Le fait de pas­ser en per­ma­nence sur les ondes peut certes d’une part ren­for­cer l’apparition de paniques hys­té­riques mais four­nit de l’autre un effet fon­da­men­tal de sta­bi­li­sa­tion. Le cer­ti­fi­cat : je fais par­tie d’une série mys­té­rieuse publi­que­ment recon­nue, par­tie de la série-fatigue chro­nique, je n’ai pas besoin de le cacher, au contraire, « je sommes nom­breux », « je » est un objet expo­sé de la série, je est une pièce d’exposition ambu­lante, déles­té en don­nant au phé­no­mène de défaillance une touche de nor­ma­li­té au quo­ti­dien, et en l’extirpant de la nor­ma­li­té : le mal de tête n’est plus du tout le même quand soixante mille autres le par­tagent ; soixante mille per­sonnes avec les mêmes symp­tômes, toutes confir­mées par le centre émet­teur comme fai­sant par­tie du post-Gulf-War-syn­drom. Le signe de réa­li­té sou­hai­té de sa patho­lo­gie est donc le signe de série (re)transmis. Les per­sonnes souf­frant de l’étiologie des ondes par­ti­cipent ain­si au carac­tère de réa­li­té de la dou­leur « plus réelle » des intoxiqués.

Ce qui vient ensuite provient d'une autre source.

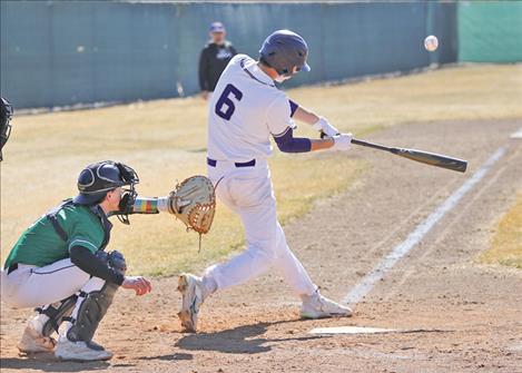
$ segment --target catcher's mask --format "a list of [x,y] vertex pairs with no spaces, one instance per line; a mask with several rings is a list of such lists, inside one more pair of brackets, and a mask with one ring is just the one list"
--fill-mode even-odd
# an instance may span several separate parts
[[138,195],[135,185],[139,183],[136,171],[129,166],[104,160],[87,166],[78,177],[79,194],[72,202],[79,205],[92,206],[101,203],[108,192],[118,187],[124,188],[120,208],[111,215],[118,216],[124,224],[129,224],[129,213],[131,212],[136,196]]
[[0,97],[0,160],[3,159],[2,148],[11,135],[11,125],[9,121],[13,112],[12,105],[3,97]]

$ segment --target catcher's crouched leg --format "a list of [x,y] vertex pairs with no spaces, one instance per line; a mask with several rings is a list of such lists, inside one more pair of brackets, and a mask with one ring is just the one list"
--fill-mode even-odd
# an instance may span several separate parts
[[[104,257],[105,255],[105,257]],[[115,269],[125,273],[125,259],[118,252],[98,255]],[[98,325],[112,304],[118,285],[92,277],[81,289],[71,317],[70,325],[60,333],[55,355],[67,361],[109,360],[112,353],[92,341]]]
[[18,343],[18,350],[23,353],[50,352],[55,350],[56,341],[52,333],[58,332],[61,323],[70,316],[78,296],[71,295],[60,302],[35,308],[38,315],[31,318],[22,338]]

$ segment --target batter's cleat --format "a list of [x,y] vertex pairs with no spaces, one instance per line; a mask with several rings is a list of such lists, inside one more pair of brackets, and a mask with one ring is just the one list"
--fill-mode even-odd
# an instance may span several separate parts
[[186,332],[196,333],[199,307],[205,301],[203,281],[191,274],[183,274],[178,279],[178,291],[183,296],[181,311],[178,312],[181,326]]
[[93,362],[109,360],[112,357],[112,353],[93,341],[72,342],[66,335],[62,335],[58,340],[55,356],[61,361]]
[[302,318],[325,318],[325,317],[349,317],[352,310],[342,304],[335,303],[318,292],[314,295],[305,295],[302,297],[299,315]]
[[22,338],[17,344],[18,350],[26,354],[32,354],[37,352],[52,352],[55,346],[55,338],[50,336],[43,336],[42,334],[38,333],[31,323],[28,323],[26,330],[23,331]]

L’amalgamation des syn­dromes (re)transmis avec cer­tains genres lit­té­raires, musi­caux ou ciné­ma­to­gra­phiques que constate Showalter n’a donc rien de sur­pre­nant, elle est de rigueur. Nombre d’« épi­dé­mies hys­té­riques » « sont aujourd’hui pré­ci­sé­ment imbri­quées dans un genre lit­té­raire par­ti­cu­lier : la per­son­na­li­té mul­tiple avec la confes­sion, l’abus au cours de rituels sata­niques avec l’histoire d’horreur, l’enlèvement par des extra­ter­restres avec la science-fic­tion », écrit la cher­cheuse en littérature.